In March 1996, the first Drug Policy Issues in Developing Countries Seminar was held in Boston. The course was attended by 38 participants from 32 countries. Those attending included 23 Chief Pharmacists, senior drug regulators, academics, and a representative from industry. The course was a collaborative offering of Boston University School of Public Health Center for International Health and the World Health Organization Essential Drugs and Medicines Policy. The course was positively evaluated by participants and was offered again in 1997 in Boston. In 1998, the course was successfully mounted in South Africa, in India in 1999, in Beirut in 2000 and in Yogyakarta, Indonesia in 2001. This year, 2002, the course was offered in Tashkent and Samarkand, Uzbekistan.
COURSE OUTLINE
Boston University Center for International Health in collaboration with the Ministry of Health Uzbekistan, WHO and USAID supported Zdrav-Plus program offered this two-week course for policy makers and senior managers to provide an overview of policy and programming issues faced in transitional countries. Participants came from Ministry of Health, Drug Regulating Agencies, Donor or Funding Organizations and Industry.

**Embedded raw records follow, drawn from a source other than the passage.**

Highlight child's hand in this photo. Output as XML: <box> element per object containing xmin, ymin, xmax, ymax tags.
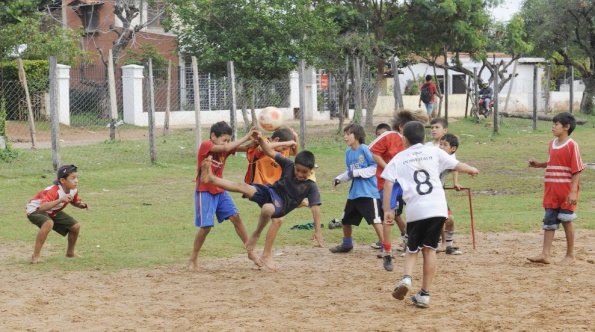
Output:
<box><xmin>312</xmin><ymin>231</ymin><xmax>324</xmax><ymax>248</ymax></box>
<box><xmin>467</xmin><ymin>167</ymin><xmax>479</xmax><ymax>176</ymax></box>
<box><xmin>60</xmin><ymin>194</ymin><xmax>73</xmax><ymax>203</ymax></box>
<box><xmin>333</xmin><ymin>179</ymin><xmax>341</xmax><ymax>188</ymax></box>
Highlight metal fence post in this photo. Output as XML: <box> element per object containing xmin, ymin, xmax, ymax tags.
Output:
<box><xmin>50</xmin><ymin>56</ymin><xmax>60</xmax><ymax>171</ymax></box>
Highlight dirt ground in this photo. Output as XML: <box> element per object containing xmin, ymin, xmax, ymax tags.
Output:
<box><xmin>0</xmin><ymin>229</ymin><xmax>595</xmax><ymax>331</ymax></box>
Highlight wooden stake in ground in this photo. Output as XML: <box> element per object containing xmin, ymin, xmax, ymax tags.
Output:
<box><xmin>17</xmin><ymin>58</ymin><xmax>37</xmax><ymax>149</ymax></box>
<box><xmin>163</xmin><ymin>60</ymin><xmax>171</xmax><ymax>136</ymax></box>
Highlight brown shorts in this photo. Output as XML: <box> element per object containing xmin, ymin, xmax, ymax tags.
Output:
<box><xmin>27</xmin><ymin>211</ymin><xmax>78</xmax><ymax>236</ymax></box>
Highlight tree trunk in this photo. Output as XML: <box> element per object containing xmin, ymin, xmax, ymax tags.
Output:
<box><xmin>366</xmin><ymin>58</ymin><xmax>384</xmax><ymax>130</ymax></box>
<box><xmin>581</xmin><ymin>76</ymin><xmax>595</xmax><ymax>114</ymax></box>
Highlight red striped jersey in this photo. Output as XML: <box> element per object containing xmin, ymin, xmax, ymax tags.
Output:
<box><xmin>543</xmin><ymin>138</ymin><xmax>585</xmax><ymax>211</ymax></box>
<box><xmin>27</xmin><ymin>184</ymin><xmax>81</xmax><ymax>217</ymax></box>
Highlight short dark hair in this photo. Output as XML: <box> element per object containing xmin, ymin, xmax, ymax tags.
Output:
<box><xmin>343</xmin><ymin>123</ymin><xmax>366</xmax><ymax>144</ymax></box>
<box><xmin>403</xmin><ymin>121</ymin><xmax>426</xmax><ymax>145</ymax></box>
<box><xmin>376</xmin><ymin>122</ymin><xmax>391</xmax><ymax>131</ymax></box>
<box><xmin>211</xmin><ymin>121</ymin><xmax>232</xmax><ymax>137</ymax></box>
<box><xmin>393</xmin><ymin>110</ymin><xmax>428</xmax><ymax>131</ymax></box>
<box><xmin>295</xmin><ymin>150</ymin><xmax>316</xmax><ymax>169</ymax></box>
<box><xmin>271</xmin><ymin>127</ymin><xmax>294</xmax><ymax>142</ymax></box>
<box><xmin>440</xmin><ymin>133</ymin><xmax>459</xmax><ymax>149</ymax></box>
<box><xmin>54</xmin><ymin>165</ymin><xmax>78</xmax><ymax>184</ymax></box>
<box><xmin>430</xmin><ymin>118</ymin><xmax>448</xmax><ymax>128</ymax></box>
<box><xmin>552</xmin><ymin>112</ymin><xmax>576</xmax><ymax>136</ymax></box>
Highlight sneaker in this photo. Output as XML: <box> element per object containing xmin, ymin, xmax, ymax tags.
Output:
<box><xmin>329</xmin><ymin>244</ymin><xmax>353</xmax><ymax>254</ymax></box>
<box><xmin>446</xmin><ymin>247</ymin><xmax>463</xmax><ymax>255</ymax></box>
<box><xmin>401</xmin><ymin>234</ymin><xmax>409</xmax><ymax>248</ymax></box>
<box><xmin>370</xmin><ymin>241</ymin><xmax>382</xmax><ymax>249</ymax></box>
<box><xmin>412</xmin><ymin>291</ymin><xmax>430</xmax><ymax>308</ymax></box>
<box><xmin>376</xmin><ymin>250</ymin><xmax>395</xmax><ymax>258</ymax></box>
<box><xmin>382</xmin><ymin>254</ymin><xmax>393</xmax><ymax>272</ymax></box>
<box><xmin>393</xmin><ymin>278</ymin><xmax>411</xmax><ymax>300</ymax></box>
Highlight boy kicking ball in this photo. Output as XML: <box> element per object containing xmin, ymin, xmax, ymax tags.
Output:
<box><xmin>200</xmin><ymin>134</ymin><xmax>324</xmax><ymax>270</ymax></box>
<box><xmin>382</xmin><ymin>121</ymin><xmax>479</xmax><ymax>308</ymax></box>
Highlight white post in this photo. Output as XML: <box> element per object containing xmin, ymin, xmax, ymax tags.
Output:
<box><xmin>122</xmin><ymin>65</ymin><xmax>148</xmax><ymax>126</ymax></box>
<box><xmin>56</xmin><ymin>64</ymin><xmax>70</xmax><ymax>126</ymax></box>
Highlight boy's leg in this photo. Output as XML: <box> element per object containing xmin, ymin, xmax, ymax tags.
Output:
<box><xmin>329</xmin><ymin>224</ymin><xmax>353</xmax><ymax>254</ymax></box>
<box><xmin>527</xmin><ymin>229</ymin><xmax>556</xmax><ymax>264</ymax></box>
<box><xmin>260</xmin><ymin>218</ymin><xmax>283</xmax><ymax>271</ymax></box>
<box><xmin>31</xmin><ymin>219</ymin><xmax>54</xmax><ymax>264</ymax></box>
<box><xmin>421</xmin><ymin>247</ymin><xmax>436</xmax><ymax>292</ymax></box>
<box><xmin>229</xmin><ymin>214</ymin><xmax>248</xmax><ymax>245</ymax></box>
<box><xmin>188</xmin><ymin>227</ymin><xmax>212</xmax><ymax>271</ymax></box>
<box><xmin>200</xmin><ymin>158</ymin><xmax>256</xmax><ymax>198</ymax></box>
<box><xmin>560</xmin><ymin>221</ymin><xmax>574</xmax><ymax>265</ymax></box>
<box><xmin>66</xmin><ymin>224</ymin><xmax>81</xmax><ymax>257</ymax></box>
<box><xmin>246</xmin><ymin>203</ymin><xmax>275</xmax><ymax>267</ymax></box>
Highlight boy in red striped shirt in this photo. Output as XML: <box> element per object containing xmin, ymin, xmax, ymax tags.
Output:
<box><xmin>527</xmin><ymin>112</ymin><xmax>585</xmax><ymax>264</ymax></box>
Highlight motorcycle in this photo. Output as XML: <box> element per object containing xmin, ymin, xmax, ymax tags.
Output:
<box><xmin>477</xmin><ymin>97</ymin><xmax>494</xmax><ymax>118</ymax></box>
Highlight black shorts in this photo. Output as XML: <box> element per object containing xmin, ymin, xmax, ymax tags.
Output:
<box><xmin>407</xmin><ymin>217</ymin><xmax>446</xmax><ymax>252</ymax></box>
<box><xmin>342</xmin><ymin>197</ymin><xmax>383</xmax><ymax>226</ymax></box>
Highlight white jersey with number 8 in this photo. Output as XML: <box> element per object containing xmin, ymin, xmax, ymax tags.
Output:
<box><xmin>382</xmin><ymin>144</ymin><xmax>459</xmax><ymax>222</ymax></box>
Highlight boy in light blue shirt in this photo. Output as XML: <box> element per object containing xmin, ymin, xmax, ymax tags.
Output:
<box><xmin>330</xmin><ymin>124</ymin><xmax>383</xmax><ymax>253</ymax></box>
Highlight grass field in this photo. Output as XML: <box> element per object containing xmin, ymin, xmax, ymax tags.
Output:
<box><xmin>0</xmin><ymin>117</ymin><xmax>595</xmax><ymax>271</ymax></box>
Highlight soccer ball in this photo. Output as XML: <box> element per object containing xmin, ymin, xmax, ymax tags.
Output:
<box><xmin>258</xmin><ymin>106</ymin><xmax>283</xmax><ymax>131</ymax></box>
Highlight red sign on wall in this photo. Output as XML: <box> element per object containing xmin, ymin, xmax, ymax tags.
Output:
<box><xmin>320</xmin><ymin>74</ymin><xmax>328</xmax><ymax>90</ymax></box>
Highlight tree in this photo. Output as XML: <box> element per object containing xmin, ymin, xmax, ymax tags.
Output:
<box><xmin>0</xmin><ymin>0</ymin><xmax>54</xmax><ymax>27</ymax></box>
<box><xmin>172</xmin><ymin>0</ymin><xmax>335</xmax><ymax>79</ymax></box>
<box><xmin>521</xmin><ymin>0</ymin><xmax>595</xmax><ymax>114</ymax></box>
<box><xmin>171</xmin><ymin>0</ymin><xmax>336</xmax><ymax>128</ymax></box>
<box><xmin>390</xmin><ymin>0</ymin><xmax>531</xmax><ymax>118</ymax></box>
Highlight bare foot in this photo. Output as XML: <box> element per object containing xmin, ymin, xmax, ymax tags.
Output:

The course topics included: National Drug Policy Process, Selection, Procurement Issues, Production Issues, Donations, Financing Options, Regulatory Issues, Role of Private Sector, Promoting Rational Drug Use, Consumer Roles, Human Resources, Public Health Issues and Pharmaceuticals and Monitoring of National Drug Policies. Materials for the course consisted primarily of review papers and case studies to provide opportunities for insight and discussion. Participants were offered relevant reference materials. The course was a forum for each participant to share their difficulties and achievements in drug policy. The central purpose was to provide participants with alternatives to adapt or adopt when they returned home.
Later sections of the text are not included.